Order 3 tensors: Suppose that $V, W$ are finite dimensional real or complex inner product spaces and $A : V \to V \otimes W$ is a linear mapping. Observe that $L (V, V \otimes W)$ is canonically isomorphic to $V \otimes V \otimes W$ . Now give $W$ an orthonormal basis $e_{1}, \dots, e_{r}$ , and set $A_{j} = (1_{V} \otimes e_{j}^{*}) A$ for $1 \leq j \leq r$ . Then one can apply an LSRDR to $A_{1}, \dots, A_{r}$ to obtain the positive semidefinite matrices $G, H$ . The positive semidefinite matrices $G, H$ do not depend on the orthonormal basis $e_{1}, \dots, e_{r}$ that we choose. For example, suppose that $O_{1}, O_{2}$ are open subsets of Euclidean spaces of possibly different dimensions and $f : O_{1} \to O_{2}$ is a $C^{2}$ -function where there are $f_{1}, \dots, f_{r} : O_{1} \to R$ where $f (x) = (f_{1} (x), \dots, f_{r} (x))$ for each $x \in O_{1}$ . Then let $A_{j} = H (f_{j}) (x)$ for $1 \leq j \leq r$ where $H (f_{j})$ denotes the Hessian of $f_{j}$ . Then the matrices $G, H$ of an LSRDR of $A_{1}, \dots, A_{r}$ represent a cluster of dimensions in the tangent space at the point $x$ .
Order 4 tensors: Given a vector space $V$ , let $L (V)$ denote the collection of linear maps from $V$ to $V$ . Let $V$ be a finite dimensional complex inner product space.
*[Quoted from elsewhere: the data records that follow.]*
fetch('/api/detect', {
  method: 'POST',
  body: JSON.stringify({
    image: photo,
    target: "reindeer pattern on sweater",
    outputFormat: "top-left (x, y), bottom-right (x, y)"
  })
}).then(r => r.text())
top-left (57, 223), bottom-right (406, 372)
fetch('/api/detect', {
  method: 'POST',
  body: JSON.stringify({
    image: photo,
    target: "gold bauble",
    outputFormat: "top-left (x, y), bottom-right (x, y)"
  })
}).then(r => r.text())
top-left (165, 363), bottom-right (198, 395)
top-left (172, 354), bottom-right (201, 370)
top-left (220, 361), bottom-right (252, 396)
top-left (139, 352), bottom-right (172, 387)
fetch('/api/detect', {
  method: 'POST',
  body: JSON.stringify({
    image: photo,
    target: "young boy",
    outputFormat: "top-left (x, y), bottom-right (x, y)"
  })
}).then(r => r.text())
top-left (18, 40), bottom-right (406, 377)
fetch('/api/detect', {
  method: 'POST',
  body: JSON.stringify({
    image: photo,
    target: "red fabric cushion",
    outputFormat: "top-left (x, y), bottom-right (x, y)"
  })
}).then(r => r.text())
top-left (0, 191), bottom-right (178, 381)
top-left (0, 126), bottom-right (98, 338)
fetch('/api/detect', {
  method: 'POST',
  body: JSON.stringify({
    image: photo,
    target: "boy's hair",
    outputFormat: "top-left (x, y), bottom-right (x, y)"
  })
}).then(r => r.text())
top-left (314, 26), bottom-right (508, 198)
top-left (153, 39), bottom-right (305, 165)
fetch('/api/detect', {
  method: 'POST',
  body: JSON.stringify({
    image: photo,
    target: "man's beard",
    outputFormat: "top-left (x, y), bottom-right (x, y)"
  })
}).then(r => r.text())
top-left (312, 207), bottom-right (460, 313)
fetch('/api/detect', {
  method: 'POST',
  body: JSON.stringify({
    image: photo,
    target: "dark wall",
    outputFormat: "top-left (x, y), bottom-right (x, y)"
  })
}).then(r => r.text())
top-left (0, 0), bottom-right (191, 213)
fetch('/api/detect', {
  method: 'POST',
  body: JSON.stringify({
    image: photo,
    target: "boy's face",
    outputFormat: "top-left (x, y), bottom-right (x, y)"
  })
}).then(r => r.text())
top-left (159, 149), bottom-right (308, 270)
Then there are various ways to put $V \otimes V \otimes V \otimes V$ into a canonical one-to-one correspondence with $L (L (V))$ . Furthermore, the Choi representation gives a one-to-one correspondence between the completely positive operators in $L (L (V))$ and the positive semidefinite operators in $L (V \otimes V)$ . An operator $E \in L (L (V))$ is completely positive if and only if there are $A_{1}, \dots, A_{r} \in L (V)$ where $E (X) = A_{1} X A_{1}^{*} + \dots + A_{r} X A_{r}^{*}$ for all $X \in L (V)$ . Therefore, whenever $E$ is completely positive, we compute a complex LSRDR $(X_{1}, \dots, X_{r})$ of $(A_{1}, \dots, A_{r})$ , and we should get matrices $R, S, P, G, H$ , and $G, H$ give us our desired dimensionality reduction. Of course, given an order 4 tensor, one has to ask whether it is appropriate to use LSRDRs for this order 4 tensor, and one should ask about the best way to use these order 4 tensors to produce an LSRDR.
If this comment were not long enough already, I would give an explanation for why I believe LSRDRs often behave well, but this post is really about the SVDs so I will save my math for another time.